The biggest threat to American prosperity and security today? Us. We have met the enemy and he is us.

Jimswimbooth said...

Ok, we need a new socio-economic term for this: elephanthunting; that is identifying what no one will say in public about this subject. Here's the elephant:
How many federal employees need to be teminated? Answer: 1,000,000(equals about 1 trillion
dollarsa year). Do you hear the out outraged

howling? That's when you've wounded an elephant! Of course this ony works if entire departments are eliminated or you end up with a bunch of over paid managers with no one doing any work. Most gov't progams slow down economic activity, limit resources or discourage creativity anyway.

brodero said...

Why do all the charts of Debt to GDP not include charts of Debt Service to GDP and Savings to GDP??? Just a discussion about
Debt to GDP without the others
seems incomplete.

McKibbinUSA said...

Let me think -- if the US cut (i.e., eliminated) Social Security, Medicare, and all discretionary spending, then the outcome would be hunger, people freezing to death in their homes during winter, the end of public education, millions of people unable to pay for their mortgages and existing credit card debts, the complete collapse of the retail industry, the end of the automobile industry, the release of violent criminals from closed prisons, etc -- these are some of the reasons the US cannot "cut" its way into national prosperity...

Benjamin Cole said...


You want to cut 1 million federal workers? I am totally in your camp.

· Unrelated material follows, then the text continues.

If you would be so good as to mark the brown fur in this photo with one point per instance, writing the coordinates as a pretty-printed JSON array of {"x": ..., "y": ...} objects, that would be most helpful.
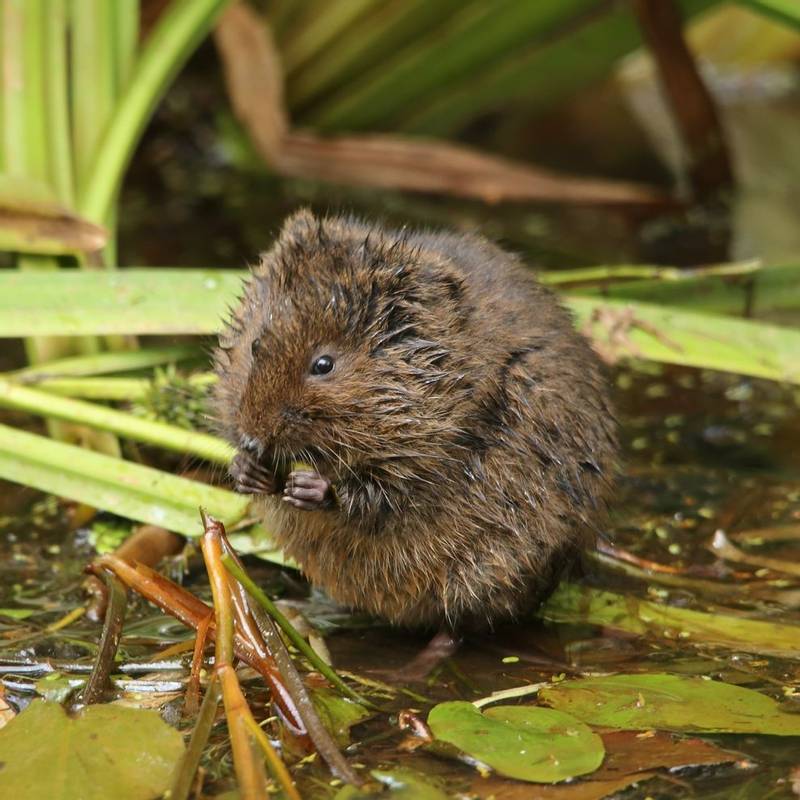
[{"x": 467, "y": 428}]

BTW, here is employment by federal agency. This is a table you will never see at any GOP or Tea Party gathering.

Department of Defense 3,000,000
Veterans Affairs 275,000
Homeland Security 250,000
Treasury 115,000
Justice 112,000
Energy 109,000
USDA 109,000
Interior 71,000

Labor 17,000
HUD 10,000
Education 4,487

I am NOT saying the D-Party is any better.

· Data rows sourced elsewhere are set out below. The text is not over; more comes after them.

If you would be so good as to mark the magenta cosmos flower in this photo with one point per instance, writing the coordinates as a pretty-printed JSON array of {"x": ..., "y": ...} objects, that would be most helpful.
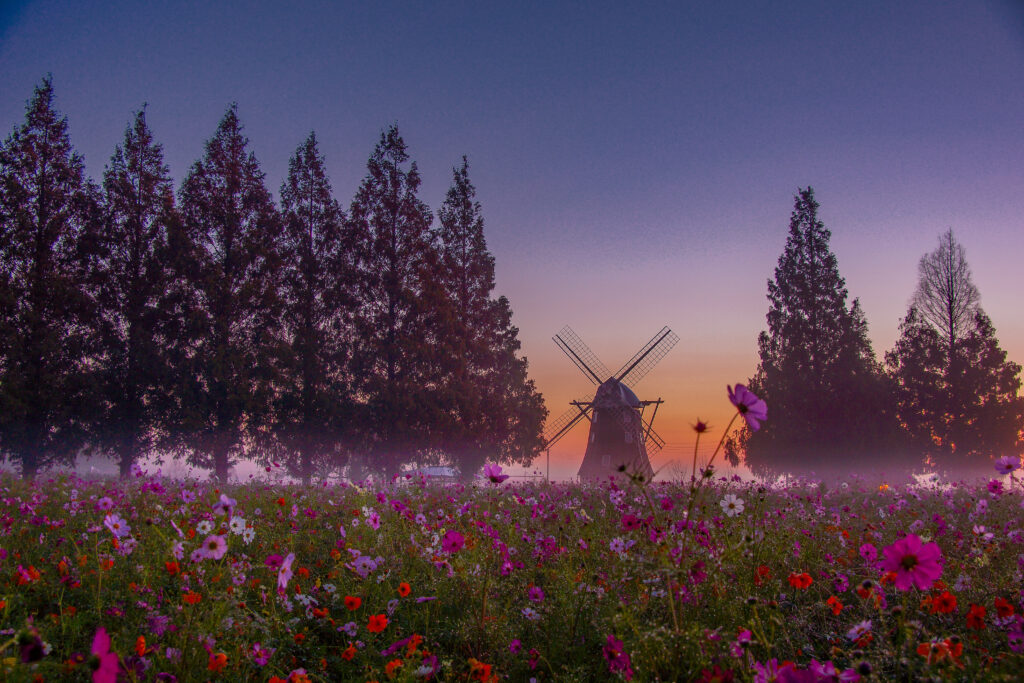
[
  {"x": 914, "y": 563},
  {"x": 494, "y": 472},
  {"x": 1008, "y": 464},
  {"x": 105, "y": 670},
  {"x": 753, "y": 409}
]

I am saying nothing changes--both parties are willing to make sacrifices--that is, they are always willing to sacrifice the taxpayer.

honestcreditguy said...

Both parties are owned by the corporate elites..Both parties have never given a turd about the common man. Both parties have a higher rate of millionaires than any demographic group. Until a new party overthrows the lords of finance we will go down the same path as all other imperialist super powers..

3 years from now when the US energy needs are not going to be met...the stock market will be meaningless...

Wall Street, banks and Govts. who sacrifice the sheeple will meet the ultimate fate...revolution....its starting...

TradingStrategyLetter - Weekly Summary said...

It's a kin to saying 'if I can borrow a lot I will be able to pay my bills and not be broke.' How did it work for the Greeks?